Please share your valuable commnets on the tests which should be conducted on Lidding (ALU) foil for pharmaceutical packaging (i.e Tableting). Is that necessary to do microbial testing? If your answer is affirmative as it’s in contact to the product, what specification(s) and method(s) would be recommended?
Depends on what you are packaging! Thus, the answer is yes and no.
Yes. Many nutritional supplement soft-gels have a specification limit of 3500 CFU/dosage form. Thus, in ‘cleaning validation’ microbes are routinely analyzed using the surface area ratio in the calculations.
No. In a drug product that is going to be sterilized it is not required since the drug product manufacturing must be ‘process validated’.
For references see; Health Canada’s Guide 28 and 29, Eudralex’s (EU) chapters 3 and 5, FDA…
I also assume you take steps to mitigate the formation of endotoxins (LAL) in injectables like compounding with acidic substances (like citric or acetic acids) or processing tanks immediately (and don’t allow them to grow microbes).
Thanks for taking part in the panel. I think cleaning validation is another issue. My question is focus on defining microbial limits on lidding foil (Aluminum foil) which being used in the blistering process of a tablet manufacturing. Is microbial testing should be considered as physico-chemical testing or not?

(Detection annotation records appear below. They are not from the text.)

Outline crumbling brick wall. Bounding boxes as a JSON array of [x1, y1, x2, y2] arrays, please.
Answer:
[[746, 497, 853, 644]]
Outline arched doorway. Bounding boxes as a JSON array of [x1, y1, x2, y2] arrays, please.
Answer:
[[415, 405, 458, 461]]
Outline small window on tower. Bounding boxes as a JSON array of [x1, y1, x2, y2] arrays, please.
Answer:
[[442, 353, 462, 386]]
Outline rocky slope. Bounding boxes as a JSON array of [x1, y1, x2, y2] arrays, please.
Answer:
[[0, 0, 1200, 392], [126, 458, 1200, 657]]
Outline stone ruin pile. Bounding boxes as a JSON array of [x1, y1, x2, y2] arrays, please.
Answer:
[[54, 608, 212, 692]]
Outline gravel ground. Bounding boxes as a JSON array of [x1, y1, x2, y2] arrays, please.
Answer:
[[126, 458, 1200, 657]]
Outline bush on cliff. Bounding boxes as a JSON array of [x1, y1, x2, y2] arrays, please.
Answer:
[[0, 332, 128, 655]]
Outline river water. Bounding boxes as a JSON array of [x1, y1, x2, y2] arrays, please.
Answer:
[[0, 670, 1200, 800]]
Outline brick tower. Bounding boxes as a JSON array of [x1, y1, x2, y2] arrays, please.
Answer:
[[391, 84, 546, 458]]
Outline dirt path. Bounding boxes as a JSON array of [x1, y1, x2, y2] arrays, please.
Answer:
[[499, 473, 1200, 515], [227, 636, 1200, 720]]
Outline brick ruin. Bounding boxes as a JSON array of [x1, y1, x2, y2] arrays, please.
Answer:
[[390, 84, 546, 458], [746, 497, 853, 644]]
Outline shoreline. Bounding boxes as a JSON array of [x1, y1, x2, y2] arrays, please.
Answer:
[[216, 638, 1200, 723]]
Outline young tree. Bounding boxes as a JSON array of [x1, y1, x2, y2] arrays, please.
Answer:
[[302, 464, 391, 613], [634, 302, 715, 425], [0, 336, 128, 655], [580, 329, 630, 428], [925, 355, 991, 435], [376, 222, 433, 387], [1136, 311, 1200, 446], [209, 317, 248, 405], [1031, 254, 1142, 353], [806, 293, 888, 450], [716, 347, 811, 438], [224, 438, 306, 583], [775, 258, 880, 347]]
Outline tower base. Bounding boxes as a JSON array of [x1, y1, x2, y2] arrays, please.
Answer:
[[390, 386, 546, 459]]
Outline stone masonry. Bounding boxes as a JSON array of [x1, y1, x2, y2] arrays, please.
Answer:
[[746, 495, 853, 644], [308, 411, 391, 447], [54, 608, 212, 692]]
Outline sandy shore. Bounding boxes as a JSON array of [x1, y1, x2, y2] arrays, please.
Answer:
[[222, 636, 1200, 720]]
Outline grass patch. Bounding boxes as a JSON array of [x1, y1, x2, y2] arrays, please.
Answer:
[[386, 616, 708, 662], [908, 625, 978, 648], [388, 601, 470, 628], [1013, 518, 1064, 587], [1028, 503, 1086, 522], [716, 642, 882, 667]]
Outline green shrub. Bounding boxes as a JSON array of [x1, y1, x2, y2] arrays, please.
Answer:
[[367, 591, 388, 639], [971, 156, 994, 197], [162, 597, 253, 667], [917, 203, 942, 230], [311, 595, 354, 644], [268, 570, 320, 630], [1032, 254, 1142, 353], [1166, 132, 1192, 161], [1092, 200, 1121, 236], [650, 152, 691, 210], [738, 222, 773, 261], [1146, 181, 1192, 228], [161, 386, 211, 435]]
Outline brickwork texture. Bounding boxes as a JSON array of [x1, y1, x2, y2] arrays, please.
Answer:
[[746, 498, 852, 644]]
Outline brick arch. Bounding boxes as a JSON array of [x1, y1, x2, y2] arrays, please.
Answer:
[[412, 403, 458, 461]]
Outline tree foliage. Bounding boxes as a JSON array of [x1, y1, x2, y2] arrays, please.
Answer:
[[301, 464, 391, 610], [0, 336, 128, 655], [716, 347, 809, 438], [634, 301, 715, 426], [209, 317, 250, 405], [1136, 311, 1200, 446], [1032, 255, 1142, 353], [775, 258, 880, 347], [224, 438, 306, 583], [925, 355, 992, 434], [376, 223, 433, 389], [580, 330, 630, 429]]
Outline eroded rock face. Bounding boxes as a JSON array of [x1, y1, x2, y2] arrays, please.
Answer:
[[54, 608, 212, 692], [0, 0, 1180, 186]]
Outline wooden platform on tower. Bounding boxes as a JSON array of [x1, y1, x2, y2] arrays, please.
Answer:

It’s not a question of physico-chemical testing. If the drug product has a microbial specification then you must consider it.
Obviously any drug product has microbial specification but the question is how to set a microbial limits for Aluminium foil and how to make a sampling plan for it? Do you have any idea?
Yes! It is;
DP Micro. Specification x SA/TSA
SA = Surface Area of a piece of equipment in the manufacturing process train
TSA = Total Surface Area of the entire manufacturing process train
The packaging lid or blister should be sterile or close to it.
The packaging lid or blister is not a critical piece of processing equipment and should not be subject to microbial cleaning validation acceptance criteria (table in production). You can set your own specifications (assuming it would influence the DP specification but this is unlikely).
If you must set a specification, you can justify this limit based on micro. stability results of the DP. However, microbes like to grow in hot and moist environments (which is opposite to what you face, I assume).
Thanks for taking time to answer me. I appreciate that. I’ve never seen the equilibrium you mentioned in your post. I wonder if you could address me any reference for it? Thank you in advance.
No references that I think apply in your case (there are only 4 international guidances/guides). However, review APIC (2014) equations and Dr. Andrew Walsh’s microbial article in ‘Pharmaceutical Technology’.